The intended use of ‘vtreat’ is as follows:
‘vtreat’ attempts to compute “out of sample” significances for each variable effect ( the sig
column in scoreFrame
) through cross-validation techniques.
‘vtreat’ is primarily intended to be “y-aware” processing. Of particular interest is using vtreat::prepare()
with scale=TRUE
which tries to put most columns in ‘y-effect’ units. This can be an important pre-processing step before attempting dimension reduction (such as principal components methods).
The vtreat user should pick which sorts of variables they are want and also filter on estimated significance. Doing this looks like the following:
dTrainN <- data.frame(x=c('a','a','a','b','b',NA),
z=c(1,2,3,4,NA,6),y=as.numeric(c(FALSE,FALSE,TRUE,FALSE,TRUE,TRUE)),
stringsAsFactors = FALSE)
treatmentsN <- designTreatmentsN(dTrainN,colnames(dTrainN),'y')
## [1] "desigining treatments Mon May 2 21:02:03 2016"
## [1] "design var x Mon May 2 21:02:03 2016"
## [1] "design var z Mon May 2 21:02:03 2016"
## [1] "scoring treatments Mon May 2 21:02:03 2016"
## [1] "have treatment plan Mon May 2 21:02:03 2016"
## [1] "rescoring complex variables Mon May 2 21:02:03 2016"
## [1] "done rescoring complex variables Mon May 2 21:02:03 2016"
print(treatmentsN$scoreFrame[,c('origName','varName','code','varMoves','sig')])

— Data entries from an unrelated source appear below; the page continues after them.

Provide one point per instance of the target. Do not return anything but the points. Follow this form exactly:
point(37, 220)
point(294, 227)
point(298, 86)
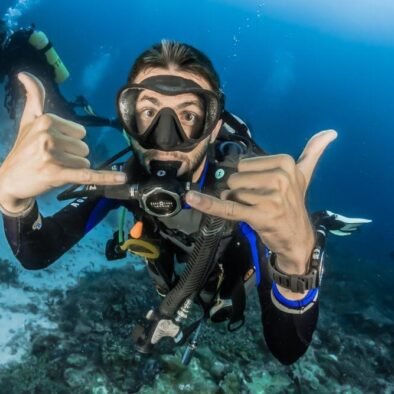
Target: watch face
point(320, 269)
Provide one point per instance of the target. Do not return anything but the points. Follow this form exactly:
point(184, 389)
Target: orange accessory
point(136, 231)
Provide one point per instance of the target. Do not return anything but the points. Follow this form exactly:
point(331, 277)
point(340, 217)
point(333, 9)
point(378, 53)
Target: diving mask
point(169, 113)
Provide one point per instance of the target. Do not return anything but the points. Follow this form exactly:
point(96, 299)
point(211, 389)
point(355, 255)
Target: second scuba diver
point(28, 49)
point(203, 194)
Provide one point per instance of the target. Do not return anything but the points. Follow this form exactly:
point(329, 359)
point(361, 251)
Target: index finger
point(92, 177)
point(67, 127)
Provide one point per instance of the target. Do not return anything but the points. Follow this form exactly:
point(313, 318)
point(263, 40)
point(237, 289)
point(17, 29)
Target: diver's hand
point(268, 193)
point(48, 153)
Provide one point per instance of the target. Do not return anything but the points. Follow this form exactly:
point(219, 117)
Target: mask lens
point(194, 111)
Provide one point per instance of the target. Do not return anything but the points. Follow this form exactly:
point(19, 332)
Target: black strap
point(238, 298)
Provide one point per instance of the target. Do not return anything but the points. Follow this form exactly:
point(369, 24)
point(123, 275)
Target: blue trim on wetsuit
point(294, 304)
point(250, 235)
point(200, 183)
point(103, 206)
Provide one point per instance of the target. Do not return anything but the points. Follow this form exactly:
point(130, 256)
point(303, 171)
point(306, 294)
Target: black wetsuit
point(19, 55)
point(38, 242)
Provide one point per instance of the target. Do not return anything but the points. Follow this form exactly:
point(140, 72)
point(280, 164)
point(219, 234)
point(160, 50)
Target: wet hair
point(182, 56)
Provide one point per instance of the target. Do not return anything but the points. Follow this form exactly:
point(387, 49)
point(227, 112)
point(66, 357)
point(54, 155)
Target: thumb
point(312, 152)
point(35, 97)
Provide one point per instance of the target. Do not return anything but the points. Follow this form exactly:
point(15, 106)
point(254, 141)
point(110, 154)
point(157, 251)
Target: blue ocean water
point(290, 69)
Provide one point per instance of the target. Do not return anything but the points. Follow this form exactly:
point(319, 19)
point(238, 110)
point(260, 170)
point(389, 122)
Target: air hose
point(198, 266)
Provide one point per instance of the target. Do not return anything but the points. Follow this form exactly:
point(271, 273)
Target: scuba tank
point(40, 41)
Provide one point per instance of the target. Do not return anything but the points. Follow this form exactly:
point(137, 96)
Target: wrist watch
point(308, 281)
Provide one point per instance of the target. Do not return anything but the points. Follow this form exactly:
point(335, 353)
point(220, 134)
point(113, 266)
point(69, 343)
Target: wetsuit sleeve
point(287, 330)
point(38, 241)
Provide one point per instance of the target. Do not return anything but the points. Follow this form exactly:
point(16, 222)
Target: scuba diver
point(28, 49)
point(214, 214)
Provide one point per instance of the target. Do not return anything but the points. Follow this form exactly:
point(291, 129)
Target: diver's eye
point(148, 113)
point(190, 118)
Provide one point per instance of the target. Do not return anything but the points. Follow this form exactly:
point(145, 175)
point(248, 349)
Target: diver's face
point(190, 112)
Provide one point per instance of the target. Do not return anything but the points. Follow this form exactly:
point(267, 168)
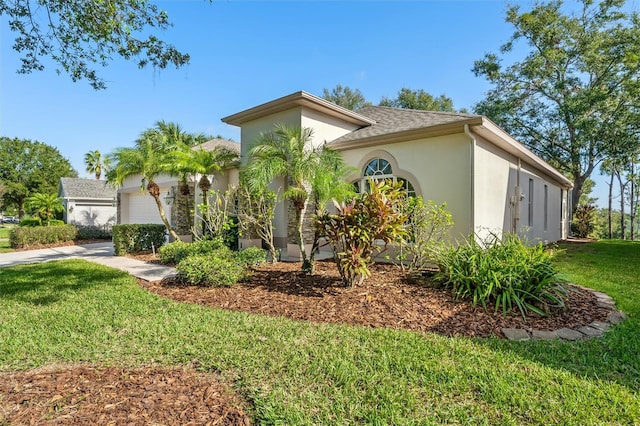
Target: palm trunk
point(154, 191)
point(303, 252)
point(204, 185)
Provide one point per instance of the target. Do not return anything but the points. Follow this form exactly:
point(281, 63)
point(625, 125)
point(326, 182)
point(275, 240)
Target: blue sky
point(244, 53)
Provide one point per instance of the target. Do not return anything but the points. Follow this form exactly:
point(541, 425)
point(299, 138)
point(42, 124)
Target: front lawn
point(5, 230)
point(294, 372)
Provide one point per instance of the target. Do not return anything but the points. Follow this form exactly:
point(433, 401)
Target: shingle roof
point(394, 120)
point(215, 143)
point(86, 188)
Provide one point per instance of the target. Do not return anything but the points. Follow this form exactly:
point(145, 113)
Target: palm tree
point(45, 205)
point(153, 155)
point(206, 163)
point(149, 158)
point(96, 164)
point(286, 152)
point(329, 182)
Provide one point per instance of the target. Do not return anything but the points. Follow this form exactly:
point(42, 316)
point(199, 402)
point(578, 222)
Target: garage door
point(143, 209)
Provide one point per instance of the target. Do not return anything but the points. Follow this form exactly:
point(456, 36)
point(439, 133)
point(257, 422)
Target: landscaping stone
point(543, 335)
point(616, 317)
point(600, 325)
point(516, 334)
point(569, 334)
point(606, 305)
point(590, 331)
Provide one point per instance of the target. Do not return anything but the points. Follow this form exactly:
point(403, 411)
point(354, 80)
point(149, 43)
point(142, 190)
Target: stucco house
point(88, 202)
point(136, 206)
point(490, 182)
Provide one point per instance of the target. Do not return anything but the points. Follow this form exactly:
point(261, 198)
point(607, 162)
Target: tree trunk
point(576, 193)
point(610, 207)
point(632, 198)
point(623, 230)
point(154, 191)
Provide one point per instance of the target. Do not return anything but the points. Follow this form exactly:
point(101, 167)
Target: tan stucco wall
point(250, 131)
point(439, 168)
point(325, 129)
point(495, 181)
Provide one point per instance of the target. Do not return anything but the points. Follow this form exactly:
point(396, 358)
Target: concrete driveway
point(101, 253)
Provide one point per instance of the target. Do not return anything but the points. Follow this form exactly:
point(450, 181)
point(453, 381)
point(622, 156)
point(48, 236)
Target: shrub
point(427, 226)
point(176, 251)
point(356, 227)
point(251, 256)
point(210, 270)
point(173, 252)
point(23, 237)
point(30, 221)
point(93, 233)
point(506, 272)
point(135, 238)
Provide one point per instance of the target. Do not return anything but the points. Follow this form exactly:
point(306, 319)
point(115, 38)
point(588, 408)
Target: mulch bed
point(62, 244)
point(88, 395)
point(383, 300)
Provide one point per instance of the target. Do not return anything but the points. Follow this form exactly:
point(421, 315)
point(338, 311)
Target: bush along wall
point(136, 238)
point(24, 237)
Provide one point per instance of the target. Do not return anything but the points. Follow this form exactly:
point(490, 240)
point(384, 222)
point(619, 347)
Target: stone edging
point(595, 329)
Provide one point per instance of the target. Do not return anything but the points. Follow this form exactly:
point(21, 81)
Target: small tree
point(255, 213)
point(355, 229)
point(427, 227)
point(583, 220)
point(45, 206)
point(218, 216)
point(96, 163)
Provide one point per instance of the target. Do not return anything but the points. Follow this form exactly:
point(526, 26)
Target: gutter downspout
point(518, 199)
point(472, 173)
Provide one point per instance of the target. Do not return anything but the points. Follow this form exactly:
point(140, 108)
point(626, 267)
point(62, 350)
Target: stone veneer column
point(182, 210)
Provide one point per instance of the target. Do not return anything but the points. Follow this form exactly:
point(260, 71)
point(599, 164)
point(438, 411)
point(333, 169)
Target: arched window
point(378, 169)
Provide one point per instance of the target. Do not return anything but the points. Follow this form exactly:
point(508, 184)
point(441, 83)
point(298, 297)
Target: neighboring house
point(490, 182)
point(88, 202)
point(137, 206)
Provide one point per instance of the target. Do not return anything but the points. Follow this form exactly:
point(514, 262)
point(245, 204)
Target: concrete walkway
point(101, 253)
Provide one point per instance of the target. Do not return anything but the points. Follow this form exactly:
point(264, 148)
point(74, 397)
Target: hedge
point(23, 237)
point(136, 238)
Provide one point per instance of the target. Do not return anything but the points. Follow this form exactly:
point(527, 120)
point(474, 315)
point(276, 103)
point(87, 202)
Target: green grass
point(5, 229)
point(294, 372)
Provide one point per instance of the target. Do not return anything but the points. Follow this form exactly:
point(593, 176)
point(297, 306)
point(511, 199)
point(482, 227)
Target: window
point(530, 202)
point(546, 207)
point(379, 169)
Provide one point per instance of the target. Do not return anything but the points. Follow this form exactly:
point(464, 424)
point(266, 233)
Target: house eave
point(494, 134)
point(298, 99)
point(406, 135)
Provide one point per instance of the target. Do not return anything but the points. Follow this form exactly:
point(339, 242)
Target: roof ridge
point(422, 111)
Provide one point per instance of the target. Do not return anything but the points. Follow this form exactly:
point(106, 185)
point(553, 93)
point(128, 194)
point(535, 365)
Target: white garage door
point(143, 209)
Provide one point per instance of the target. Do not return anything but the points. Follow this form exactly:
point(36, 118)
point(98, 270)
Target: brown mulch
point(383, 300)
point(88, 395)
point(62, 244)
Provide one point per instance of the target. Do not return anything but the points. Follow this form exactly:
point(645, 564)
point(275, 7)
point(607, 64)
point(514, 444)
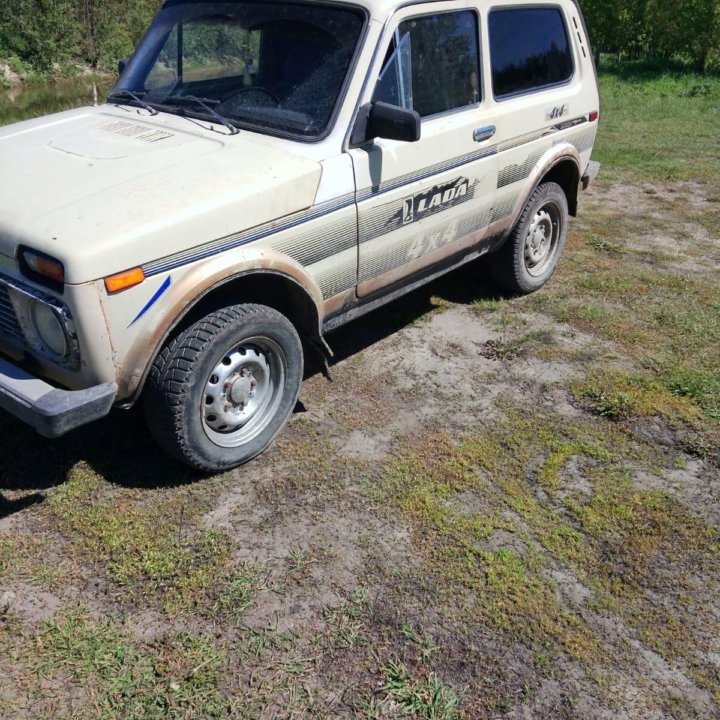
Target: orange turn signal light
point(124, 280)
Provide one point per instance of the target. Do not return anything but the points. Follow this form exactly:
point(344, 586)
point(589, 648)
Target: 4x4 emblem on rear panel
point(557, 112)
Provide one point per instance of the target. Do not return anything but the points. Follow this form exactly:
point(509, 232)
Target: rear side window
point(433, 64)
point(529, 50)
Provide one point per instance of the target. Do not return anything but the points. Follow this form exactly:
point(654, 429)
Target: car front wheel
point(221, 390)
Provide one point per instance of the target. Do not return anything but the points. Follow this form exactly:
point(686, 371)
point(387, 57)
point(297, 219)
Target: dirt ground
point(467, 522)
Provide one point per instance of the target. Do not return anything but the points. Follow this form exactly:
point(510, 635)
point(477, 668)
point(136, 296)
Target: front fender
point(187, 288)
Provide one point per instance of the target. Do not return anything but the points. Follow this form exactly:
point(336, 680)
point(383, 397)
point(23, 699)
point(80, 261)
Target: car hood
point(104, 189)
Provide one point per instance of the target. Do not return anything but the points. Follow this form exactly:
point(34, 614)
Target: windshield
point(276, 67)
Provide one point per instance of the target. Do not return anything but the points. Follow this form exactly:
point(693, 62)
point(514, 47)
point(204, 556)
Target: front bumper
point(51, 411)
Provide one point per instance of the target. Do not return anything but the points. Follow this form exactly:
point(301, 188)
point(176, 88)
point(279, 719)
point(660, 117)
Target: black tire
point(533, 248)
point(221, 390)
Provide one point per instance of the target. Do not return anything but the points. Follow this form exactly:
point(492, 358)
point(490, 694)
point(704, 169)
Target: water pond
point(21, 102)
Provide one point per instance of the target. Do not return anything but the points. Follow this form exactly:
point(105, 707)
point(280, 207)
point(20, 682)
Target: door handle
point(483, 133)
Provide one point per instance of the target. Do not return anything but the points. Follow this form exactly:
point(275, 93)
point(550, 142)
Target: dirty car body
point(264, 172)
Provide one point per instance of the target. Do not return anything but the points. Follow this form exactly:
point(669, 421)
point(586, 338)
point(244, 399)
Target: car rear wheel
point(532, 251)
point(222, 389)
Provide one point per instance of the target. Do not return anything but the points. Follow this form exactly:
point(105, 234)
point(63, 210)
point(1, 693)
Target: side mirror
point(380, 119)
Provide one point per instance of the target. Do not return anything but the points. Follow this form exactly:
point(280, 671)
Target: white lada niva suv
point(264, 171)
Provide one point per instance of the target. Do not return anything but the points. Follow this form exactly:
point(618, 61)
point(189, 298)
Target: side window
point(432, 64)
point(529, 50)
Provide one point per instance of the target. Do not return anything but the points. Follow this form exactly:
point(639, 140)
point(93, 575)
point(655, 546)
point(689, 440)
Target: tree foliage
point(46, 33)
point(664, 29)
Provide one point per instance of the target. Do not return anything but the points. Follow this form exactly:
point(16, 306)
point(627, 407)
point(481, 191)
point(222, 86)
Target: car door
point(420, 203)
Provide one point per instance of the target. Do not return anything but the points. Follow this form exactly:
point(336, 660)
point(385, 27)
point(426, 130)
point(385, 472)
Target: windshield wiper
point(136, 98)
point(203, 104)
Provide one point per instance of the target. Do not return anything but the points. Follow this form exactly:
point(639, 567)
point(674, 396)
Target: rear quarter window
point(529, 50)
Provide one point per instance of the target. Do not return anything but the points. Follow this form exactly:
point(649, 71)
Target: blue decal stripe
point(160, 291)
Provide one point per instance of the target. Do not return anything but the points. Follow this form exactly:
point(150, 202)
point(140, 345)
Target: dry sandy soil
point(460, 512)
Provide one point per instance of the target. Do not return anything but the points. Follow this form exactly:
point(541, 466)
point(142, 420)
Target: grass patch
point(640, 135)
point(154, 548)
point(176, 678)
point(410, 696)
point(517, 482)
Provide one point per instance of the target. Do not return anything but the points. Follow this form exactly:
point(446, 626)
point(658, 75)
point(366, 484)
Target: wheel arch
point(297, 298)
point(566, 173)
point(560, 165)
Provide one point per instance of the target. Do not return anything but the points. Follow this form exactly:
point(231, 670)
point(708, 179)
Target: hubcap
point(243, 391)
point(541, 241)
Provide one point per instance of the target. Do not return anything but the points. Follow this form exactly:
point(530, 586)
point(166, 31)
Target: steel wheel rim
point(541, 240)
point(243, 391)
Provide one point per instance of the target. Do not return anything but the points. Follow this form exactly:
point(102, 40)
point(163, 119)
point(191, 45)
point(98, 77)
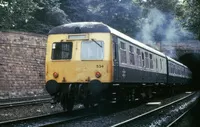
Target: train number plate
point(99, 66)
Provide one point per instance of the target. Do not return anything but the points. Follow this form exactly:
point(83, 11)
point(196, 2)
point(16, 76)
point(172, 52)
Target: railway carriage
point(88, 61)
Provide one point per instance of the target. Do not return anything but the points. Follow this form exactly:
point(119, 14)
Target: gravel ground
point(28, 111)
point(35, 110)
point(113, 118)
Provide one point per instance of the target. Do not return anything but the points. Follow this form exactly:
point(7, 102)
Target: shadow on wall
point(192, 60)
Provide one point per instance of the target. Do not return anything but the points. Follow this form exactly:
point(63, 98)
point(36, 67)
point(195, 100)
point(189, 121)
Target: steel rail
point(48, 119)
point(173, 122)
point(151, 111)
point(23, 103)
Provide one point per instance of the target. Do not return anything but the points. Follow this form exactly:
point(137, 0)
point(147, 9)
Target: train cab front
point(77, 65)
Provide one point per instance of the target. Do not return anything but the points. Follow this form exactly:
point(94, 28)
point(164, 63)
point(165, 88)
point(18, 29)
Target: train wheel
point(70, 104)
point(63, 101)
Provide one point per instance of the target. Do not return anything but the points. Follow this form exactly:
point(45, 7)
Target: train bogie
point(89, 62)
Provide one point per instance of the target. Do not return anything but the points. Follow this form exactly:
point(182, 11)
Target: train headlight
point(55, 75)
point(98, 74)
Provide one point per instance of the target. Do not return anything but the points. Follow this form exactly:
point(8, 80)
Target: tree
point(190, 15)
point(15, 13)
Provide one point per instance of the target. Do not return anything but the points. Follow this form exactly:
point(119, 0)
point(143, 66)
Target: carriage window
point(138, 58)
point(61, 50)
point(160, 64)
point(131, 55)
point(92, 50)
point(151, 61)
point(142, 59)
point(123, 52)
point(146, 60)
point(156, 63)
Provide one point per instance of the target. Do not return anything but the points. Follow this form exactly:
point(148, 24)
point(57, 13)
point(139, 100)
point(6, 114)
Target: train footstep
point(153, 103)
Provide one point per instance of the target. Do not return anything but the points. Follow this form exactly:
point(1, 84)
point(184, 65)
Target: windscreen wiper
point(96, 43)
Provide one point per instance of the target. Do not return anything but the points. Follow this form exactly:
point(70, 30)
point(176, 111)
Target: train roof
point(94, 27)
point(170, 59)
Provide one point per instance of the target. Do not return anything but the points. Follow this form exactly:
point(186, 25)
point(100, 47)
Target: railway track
point(49, 119)
point(23, 102)
point(161, 115)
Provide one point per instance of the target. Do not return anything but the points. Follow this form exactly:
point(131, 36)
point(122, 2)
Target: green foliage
point(126, 16)
point(191, 16)
point(15, 13)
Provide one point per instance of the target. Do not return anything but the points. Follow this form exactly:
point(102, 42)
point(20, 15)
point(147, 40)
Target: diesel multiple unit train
point(88, 61)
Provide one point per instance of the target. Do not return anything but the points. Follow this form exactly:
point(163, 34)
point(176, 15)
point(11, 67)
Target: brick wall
point(22, 64)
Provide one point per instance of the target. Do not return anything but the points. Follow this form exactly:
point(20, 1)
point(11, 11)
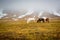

## origName varName code varMoves sig
## 1 x x_lev_NA lev TRUE 0.3739010
## 2 x x_lev_x.a lev TRUE 0.5185185
## 3 x x_lev_x.b lev TRUE 1.0000000
## 4 x x_catP catP TRUE 0.3739010
## 5 x x_catN catN TRUE 0.1933777
## 6 x x_catD catD TRUE 0.3739010
## 7 z z_clean clean TRUE 0.2562868
## 8 z z_isBAD isBAD TRUE 0.3739010
pruneSig <- 1.0 # don't filter on significance for this tiny example
vScoreFrame <- treatmentsN$scoreFrame
varsToUse <- vScoreFrame$varName[(vScoreFrame$sig<=pruneSig) &
vScoreFrame$code %in% c('lev','catN','clean','isBad')]
print(varsToUse)
## [1] "x_lev_NA" "x_lev_x.a" "x_lev_x.b" "x_catN" "z_clean"
origVarNames <- sort(unique(vScoreFrame$origName[vScoreFrame$varName %in% varsToUse]))
print(origVarNames)
## [1] "x" "z"
We strongly suggest using the “y aware” variables coded as ‘lev’, ‘catN’, ‘catB’, ‘clean’, and ‘isBad’. The non y aware variables (‘catP’ and ‘catD’) can be useful (possibly as interactions or guards on the coresponding ‘canN’ and ‘catB’ variables) but also incode distributional facts about the data that may or may not be appropriate depending on your problem domain.
When displaying variables to end users we suggest using the original names and the min significance seen on any derived variable:
origVarNames <- sort(unique(vScoreFrame$origName[vScoreFrame$varName %in% varsToUse]))
print(origVarNames)
## [1] "x" "z"
origVarSigs <- vScoreFrame[vScoreFrame$varName %in% varsToUse,]
aggregate(sig~origName,data=origVarSigs,FUN=min)
## origName sig
## 1 x 0.1933777
## 2 z 0.2562868